Mohamed’s main job is to smuggle cigarettes and other kinds of tobacco. He said that after hundreds of tunnels were destroyed, only 10 percent of tunnels are still operating now. Smugglers have to find new ways to earn money.
“In the past, we used to dig large tunnels with wider mouth, but now we put into the tunnel a plastic tube with narrow diameter which is barely enough to insert a pack of cigarette. The tube can hold dozens of cigarettes packs. Then, I pull the tube and collect the shipment of cigarettes,” said Mohamed.
Mohamed’s colleague, who also declined to give his full name, just went out from a tunnel after spending 12 hours inside it. “The growing prices of cigarettes and its high profits make us do our best to smuggle it,” he said, adding that “it is a risky business. But as workers, we get little payment.”
The declining business of smuggled cigarettes made it hard for Hassan al-Jalta to support his family nowadays. Working as a cigarettes vendor in Gaza for more than seven years, Al-Jalta said “the prices of cigarettes has doubled compared with several years ago.”
Al-Jalta in his mid 40s is one of the hundreds of unemployed Palestinians who want to make their ends meet by selling cigarettes in the streets.
Israel imposed a tight blockade over the coastal enclave after Islamic Hamas movement’s violent takeover of the territory in 2007.
“Selling cigarettes is not a good business anymore because the prices are getting higher for vendors and for consumers,” said al-Jalta, as he carried on his shoulders a box filled with smuggled packs of cigarettes. “I hope I can have a choice better than selling smuggled cigarettes,” he added.
Local tobacco merchants said the cost of one pack of smuggled cigarettes is less than 10 New Israeli Shekels (NIS) ($1=3.86 NIS). But because there are less cigarettes in the Gaza market due to the difficulties of smuggling it, the price of one pack usually grows between 16 NIS to 35 NIS.
The prices of tobaccos and cigarettes grew further after Israeli waged large-scale military operation on the Gaza Strip last summer.
Smuggling though tunnels began several months after Islamic Hamas movement’s control of the Gaza Strip and the Israeli blockade.

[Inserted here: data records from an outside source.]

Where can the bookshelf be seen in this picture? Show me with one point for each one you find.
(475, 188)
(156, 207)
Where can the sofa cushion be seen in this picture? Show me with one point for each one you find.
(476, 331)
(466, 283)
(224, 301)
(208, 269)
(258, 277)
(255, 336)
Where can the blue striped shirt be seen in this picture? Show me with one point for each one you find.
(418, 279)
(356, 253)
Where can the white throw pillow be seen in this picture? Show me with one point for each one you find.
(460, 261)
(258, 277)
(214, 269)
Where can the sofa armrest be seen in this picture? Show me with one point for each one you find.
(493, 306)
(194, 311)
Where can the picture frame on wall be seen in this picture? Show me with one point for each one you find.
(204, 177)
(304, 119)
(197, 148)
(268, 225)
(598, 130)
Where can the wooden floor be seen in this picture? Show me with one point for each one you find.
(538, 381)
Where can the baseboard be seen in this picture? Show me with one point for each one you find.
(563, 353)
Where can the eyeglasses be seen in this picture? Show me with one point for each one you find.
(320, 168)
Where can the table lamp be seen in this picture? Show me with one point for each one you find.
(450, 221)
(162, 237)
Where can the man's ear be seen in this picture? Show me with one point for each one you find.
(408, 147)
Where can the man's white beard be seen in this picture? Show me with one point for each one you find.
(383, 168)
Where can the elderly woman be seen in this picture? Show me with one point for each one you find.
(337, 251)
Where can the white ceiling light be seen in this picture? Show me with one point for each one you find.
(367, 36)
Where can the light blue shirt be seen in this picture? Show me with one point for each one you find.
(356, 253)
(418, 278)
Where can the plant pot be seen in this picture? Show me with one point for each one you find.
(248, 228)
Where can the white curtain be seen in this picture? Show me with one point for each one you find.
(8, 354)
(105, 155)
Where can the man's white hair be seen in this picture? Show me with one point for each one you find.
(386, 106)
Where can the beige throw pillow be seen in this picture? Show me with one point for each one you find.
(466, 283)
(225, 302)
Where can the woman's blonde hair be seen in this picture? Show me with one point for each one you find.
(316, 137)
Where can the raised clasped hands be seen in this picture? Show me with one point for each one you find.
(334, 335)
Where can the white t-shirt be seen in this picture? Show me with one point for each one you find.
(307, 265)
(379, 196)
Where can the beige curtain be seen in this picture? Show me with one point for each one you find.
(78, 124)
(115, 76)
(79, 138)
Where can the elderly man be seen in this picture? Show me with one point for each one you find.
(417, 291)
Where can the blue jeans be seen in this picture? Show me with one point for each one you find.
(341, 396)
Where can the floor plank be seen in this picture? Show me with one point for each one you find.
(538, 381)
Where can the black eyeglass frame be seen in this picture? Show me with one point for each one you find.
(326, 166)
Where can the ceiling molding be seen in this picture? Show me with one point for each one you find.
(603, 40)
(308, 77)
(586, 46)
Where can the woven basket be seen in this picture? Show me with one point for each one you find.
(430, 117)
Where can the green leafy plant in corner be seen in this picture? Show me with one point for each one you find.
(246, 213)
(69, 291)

This business flourished after the ouster of Egyptian President Hosni Mubarak in 2011, but declined since Egyptian President Mohamed Morsi was ousted and detained.

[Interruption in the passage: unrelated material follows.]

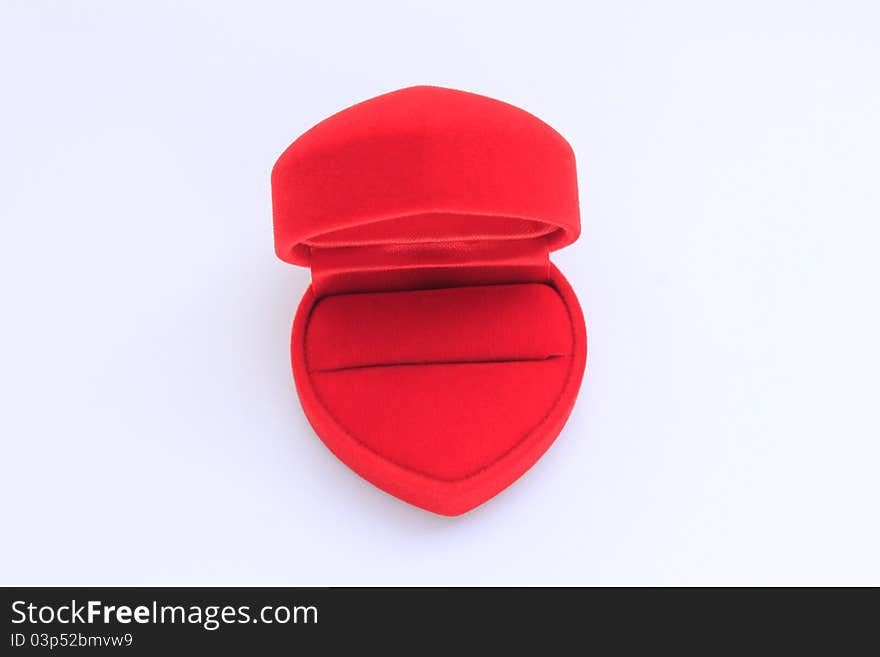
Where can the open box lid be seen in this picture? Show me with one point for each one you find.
(438, 353)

Since then, 90 percent of the tunnels underneath the borders were destroyed, announced by Egyptian army and Hamas.
A senior official in the Gaza ministry of finance told Xinhua on condition of anonymity that the government in Gaza increased the taxes on smuggled cigarettes from Egypt as well as the cigarettes coming through Israel to help getting out of a financial crisis.
Economic expert Mo’een Rajab told Xinhua that the reason the tobaccos became extremely expensive is because of the recent security measures of the Egyptian army against smuggling and the government tax policy.
“Big cigarettes merchants usually buy huge amounts of cigarettes and tobaccos with lower prices and keep it in their stores until the prices get higher. Then they sell it in the markets to make large profit out of it,” said Rajab, adding that “tobacco smuggling is declining and the business is drying up.”